Though smart home devices are appliances that are supposed to make your life easier, with lights that are programmed to turn on when you get home or a thermostat that you can control from anywhere, Internet-enabled home devices haven’t quite taken off with consumers.
Major companies have invested significant resources into developing the future home space. Last year, Apple announced its bid for the smart home with a platform for connected devices and apps called Home. More recently Google unveiled its Brillo operating system to help smart devices connect to its Android platform. Already Google has acquired connected home devices like home surveillance camera Dropcam and smart thermostat Nest.
While the promise of a connected home is great, it might be more of a fantasy than a reality for consumers. Early adopters of smart home networks have found them confusing and difficult to manage.
“It is obvious that the early adopters have bought what they want, and other consumers are expressing frustration that these products are complicated and difficult to set up and use,” said Argus Insights CEO John Feland in a report on connected devices. As a result of some of these hurdles, he wrote, consumers are becoming disenchanted with the connected home. His company conducted a recent poll that suggests desire for connected home products has fallen 15 percent from a year ago.

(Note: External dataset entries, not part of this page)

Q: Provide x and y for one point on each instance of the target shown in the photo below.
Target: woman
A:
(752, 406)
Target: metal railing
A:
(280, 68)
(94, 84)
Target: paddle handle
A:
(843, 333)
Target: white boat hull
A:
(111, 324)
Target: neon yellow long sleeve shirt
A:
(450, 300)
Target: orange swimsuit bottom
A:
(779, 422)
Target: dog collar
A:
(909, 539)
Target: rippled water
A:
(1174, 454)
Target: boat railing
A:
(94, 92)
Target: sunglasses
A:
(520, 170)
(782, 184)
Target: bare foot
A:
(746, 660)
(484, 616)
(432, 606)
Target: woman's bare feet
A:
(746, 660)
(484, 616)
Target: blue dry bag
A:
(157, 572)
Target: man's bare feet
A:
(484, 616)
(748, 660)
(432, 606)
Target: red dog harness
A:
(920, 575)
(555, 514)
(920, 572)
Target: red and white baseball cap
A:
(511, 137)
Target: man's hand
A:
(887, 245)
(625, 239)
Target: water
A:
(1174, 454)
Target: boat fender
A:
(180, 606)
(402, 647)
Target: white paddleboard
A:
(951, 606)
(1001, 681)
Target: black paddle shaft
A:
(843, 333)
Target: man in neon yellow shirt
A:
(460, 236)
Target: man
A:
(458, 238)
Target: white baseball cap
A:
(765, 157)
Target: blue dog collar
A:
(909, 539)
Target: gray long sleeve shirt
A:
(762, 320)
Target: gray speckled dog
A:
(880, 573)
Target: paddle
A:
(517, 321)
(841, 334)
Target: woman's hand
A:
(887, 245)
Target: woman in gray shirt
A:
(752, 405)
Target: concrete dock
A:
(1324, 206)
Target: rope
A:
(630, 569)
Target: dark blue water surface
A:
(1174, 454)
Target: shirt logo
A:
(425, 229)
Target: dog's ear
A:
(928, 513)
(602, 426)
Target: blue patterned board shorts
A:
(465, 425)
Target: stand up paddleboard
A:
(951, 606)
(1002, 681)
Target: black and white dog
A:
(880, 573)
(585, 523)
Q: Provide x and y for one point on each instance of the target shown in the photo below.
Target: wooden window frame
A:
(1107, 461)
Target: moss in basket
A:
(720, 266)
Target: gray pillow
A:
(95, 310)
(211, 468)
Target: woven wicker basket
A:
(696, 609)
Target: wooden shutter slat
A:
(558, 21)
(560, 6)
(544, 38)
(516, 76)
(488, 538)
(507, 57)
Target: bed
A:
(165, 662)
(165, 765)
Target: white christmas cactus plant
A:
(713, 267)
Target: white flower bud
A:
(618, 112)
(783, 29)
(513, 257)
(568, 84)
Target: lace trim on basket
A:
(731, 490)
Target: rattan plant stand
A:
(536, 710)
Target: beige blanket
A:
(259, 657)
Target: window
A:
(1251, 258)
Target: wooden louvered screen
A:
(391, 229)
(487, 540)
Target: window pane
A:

The issues within the connected home market are not lost on Springer. Before starting Astro, Springer worked for Crestron, a large purveyor of connected devices aimed at corporations and wealthy homeowners, where he witnessed firsthand some of the major problems consumers face.
“The technology and the experience and the value proposition are all broken,” he said. That’s why he’s decided to market his initial product as a furnishing, rather than a gadget. When he eventually starts selling Twist in stores, Springer will seek out trendy furniture retailers, rather than home improvement outlets like Home Depot and Lowe’s.
“We try not to identify ourselves as a smart home company,” said Springer.
He says marketing and selling products through these kinds of venues will position Twist as an enhancement to your home instead of an appliance or high-end gadget. It will also help him appeal to what he thinks is an untapped market, apartment dwellers. All too often connected home devices are aimed at homeowners rather than apartment renters and don’t take into account dwellings where people can’t change their home infrastructure.
While the marketing tactic seems right, the product still seems confused.
The initial Twist package, available for sale today, will cost $249 for two smart bulbs without speakers and one with. An additional speaker-bulb can be purchased for $129. The bulbs are supposed to last around 12-15 years.
Most smart bulbs cost anywhere from $6 to $30, so it’s hard to see why consumers would be interested in Twist except perhaps as a novelty. There are already portable speakers aimed at helping young urbanites create an affordable sound system, like the Beats’ Pill and Jawbone’s Jambox, both of which are cheaper than a set of Twist speaker-bulbs.
There’s a possibility for interest from business owners, namely bars, restaurants, and perhaps retail shops that need to pipe in music throughout a large space, but overall it’s hard to see why people would buy this product.
Springer doesn’t really seem concerned with mass adoption just yet. With the product officially launched, he’s hoping to find his first set of early adopters to test, review, and find an audience for the bulbs. Expect Twist to start shipping in 2016.